Know-your-customer and anti-money-laundering obligations apply to a defined set of regulated sectors. Financial services, legal services, accountancy, estate agency, and others. The framework is built on the Money Laundering Regulations 2017 (as amended).
What a compliant KYC/AML policy needs to address
A compliant KYC/AML policy addresses: client risk assessment; the firm's risk assessment; customer due diligence (and enhanced due diligence in higher-risk cases); ongoing monitoring; record-keeping; reporting suspicions to the National Crime Agency; and staff training.
The policy is not a substitute for doing the work. Supervisors look at what the firm does, not just what it says. But it is the foundation, and a policy that is missing required elements is a regulatory risk in itself.
Required for businesses in regulated sectors or those subject to the Money Laundering, Terrorist Financing and Transfer of Funds (Information on the Payer) Regulations 2017.
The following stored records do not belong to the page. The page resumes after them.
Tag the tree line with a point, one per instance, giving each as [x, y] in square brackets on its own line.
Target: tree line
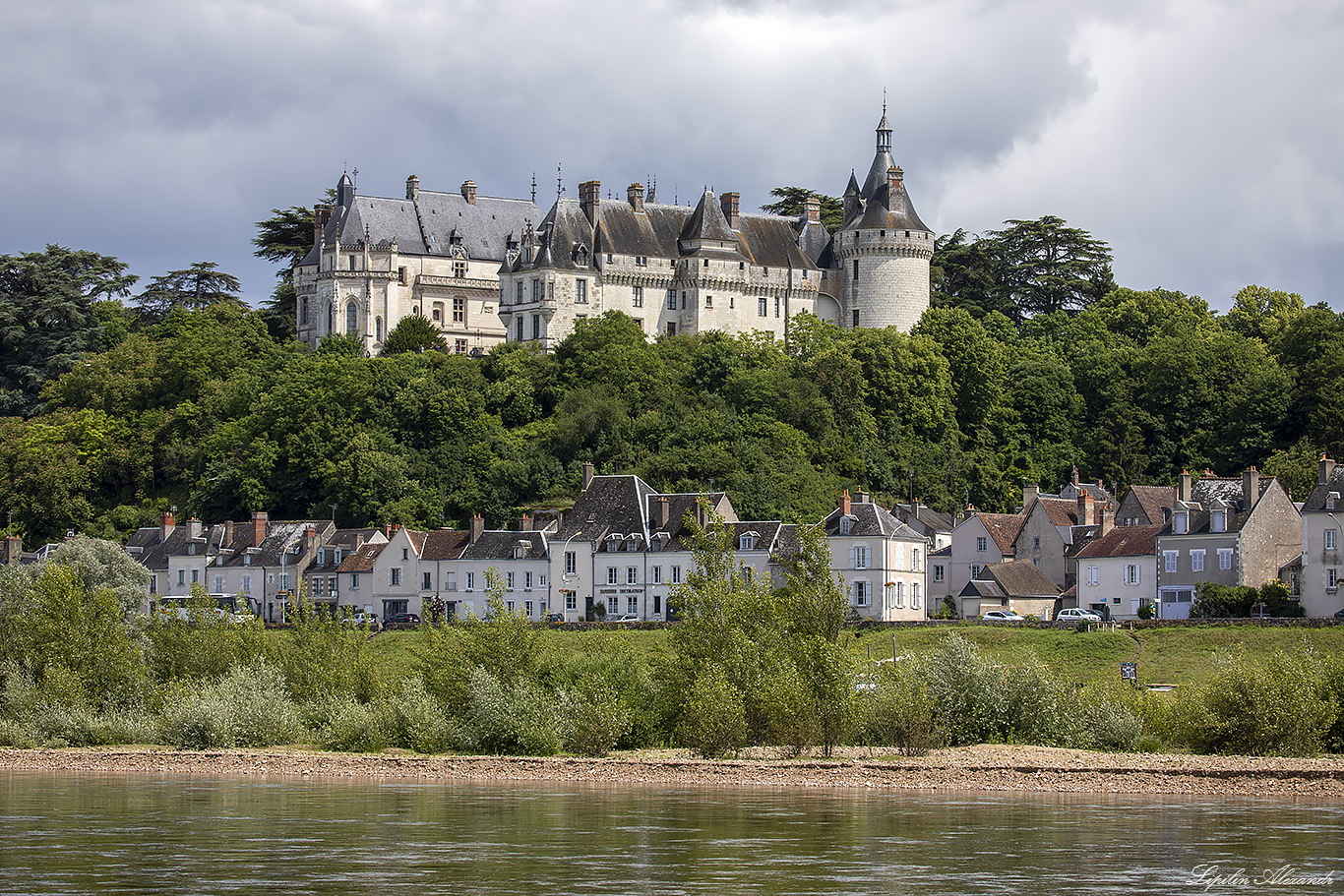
[121, 406]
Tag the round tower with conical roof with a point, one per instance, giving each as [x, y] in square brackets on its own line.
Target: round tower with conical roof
[884, 249]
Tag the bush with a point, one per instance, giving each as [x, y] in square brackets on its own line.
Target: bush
[1277, 705]
[898, 712]
[714, 720]
[598, 719]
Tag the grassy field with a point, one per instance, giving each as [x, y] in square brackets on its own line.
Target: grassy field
[1172, 656]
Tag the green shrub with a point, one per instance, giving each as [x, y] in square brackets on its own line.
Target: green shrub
[899, 712]
[714, 720]
[597, 720]
[1273, 705]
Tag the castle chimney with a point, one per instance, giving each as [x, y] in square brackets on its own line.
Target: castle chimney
[1086, 506]
[812, 209]
[590, 194]
[895, 190]
[729, 202]
[1251, 488]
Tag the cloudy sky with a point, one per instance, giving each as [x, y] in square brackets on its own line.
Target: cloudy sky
[1203, 140]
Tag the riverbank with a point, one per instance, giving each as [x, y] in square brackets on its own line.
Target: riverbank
[984, 767]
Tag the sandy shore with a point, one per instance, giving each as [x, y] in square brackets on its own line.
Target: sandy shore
[984, 767]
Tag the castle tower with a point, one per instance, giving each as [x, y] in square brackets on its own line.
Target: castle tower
[884, 249]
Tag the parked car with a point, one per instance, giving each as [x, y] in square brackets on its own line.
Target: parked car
[400, 621]
[363, 618]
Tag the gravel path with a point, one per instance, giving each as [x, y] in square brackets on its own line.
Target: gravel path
[984, 767]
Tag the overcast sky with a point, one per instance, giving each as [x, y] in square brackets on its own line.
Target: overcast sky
[1201, 140]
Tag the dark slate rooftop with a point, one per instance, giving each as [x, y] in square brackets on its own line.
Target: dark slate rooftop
[870, 520]
[483, 227]
[1124, 542]
[499, 546]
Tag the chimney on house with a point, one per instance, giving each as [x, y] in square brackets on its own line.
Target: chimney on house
[812, 209]
[729, 202]
[895, 190]
[1251, 488]
[322, 213]
[590, 194]
[1086, 508]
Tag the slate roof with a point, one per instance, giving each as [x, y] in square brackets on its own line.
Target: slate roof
[1003, 528]
[498, 544]
[483, 226]
[444, 544]
[1021, 579]
[363, 559]
[1153, 500]
[1320, 498]
[281, 539]
[1124, 542]
[657, 231]
[870, 520]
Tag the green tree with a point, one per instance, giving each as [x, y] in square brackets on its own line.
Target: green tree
[1045, 267]
[414, 333]
[48, 318]
[790, 202]
[194, 289]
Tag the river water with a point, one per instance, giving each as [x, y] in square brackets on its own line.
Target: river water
[67, 833]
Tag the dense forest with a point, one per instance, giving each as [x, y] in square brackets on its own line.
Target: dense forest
[122, 406]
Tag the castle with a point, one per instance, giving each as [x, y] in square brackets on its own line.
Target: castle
[481, 271]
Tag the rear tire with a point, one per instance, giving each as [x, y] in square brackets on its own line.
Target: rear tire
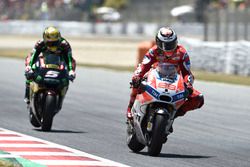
[158, 134]
[48, 112]
[33, 119]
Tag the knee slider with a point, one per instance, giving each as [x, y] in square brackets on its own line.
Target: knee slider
[201, 100]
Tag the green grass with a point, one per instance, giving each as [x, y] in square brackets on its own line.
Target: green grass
[199, 75]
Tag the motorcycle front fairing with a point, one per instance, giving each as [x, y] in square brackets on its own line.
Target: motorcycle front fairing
[159, 91]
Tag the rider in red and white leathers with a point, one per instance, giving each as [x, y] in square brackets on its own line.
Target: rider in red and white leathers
[167, 50]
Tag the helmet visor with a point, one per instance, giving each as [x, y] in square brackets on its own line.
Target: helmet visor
[167, 70]
[52, 43]
[168, 46]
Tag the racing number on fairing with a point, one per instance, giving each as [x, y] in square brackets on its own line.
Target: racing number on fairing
[52, 74]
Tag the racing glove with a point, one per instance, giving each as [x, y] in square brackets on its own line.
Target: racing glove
[72, 75]
[189, 80]
[29, 73]
[136, 81]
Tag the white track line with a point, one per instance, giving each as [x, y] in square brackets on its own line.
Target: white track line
[104, 162]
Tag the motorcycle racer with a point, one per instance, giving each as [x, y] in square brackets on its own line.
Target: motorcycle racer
[52, 42]
[167, 50]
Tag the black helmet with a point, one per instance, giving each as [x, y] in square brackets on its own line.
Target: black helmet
[166, 39]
Example: a typical scope and fixed fee
For a UK business in a regulated sector, the typical scope looks like this.
What's included
- A consultation to understand your business and regulatory obligations
- Drafting of a KYC and AML policy covering customer due diligence, enhanced due diligence, ongoing monitoring, suspicious activity reporting, record-keeping, and staff training
- One round of revisions based on your feedback
- Final version ready to implement
What's outside this scope
- MLRO services
- Filing suspicious activity reports
- Tax advice
Fixed fee: £450, no VAT.
How I will approach your matter
Once you have instructed me, I will arrange a consultation to understand your business and regulatory obligations before drafting a practical, compliant policy.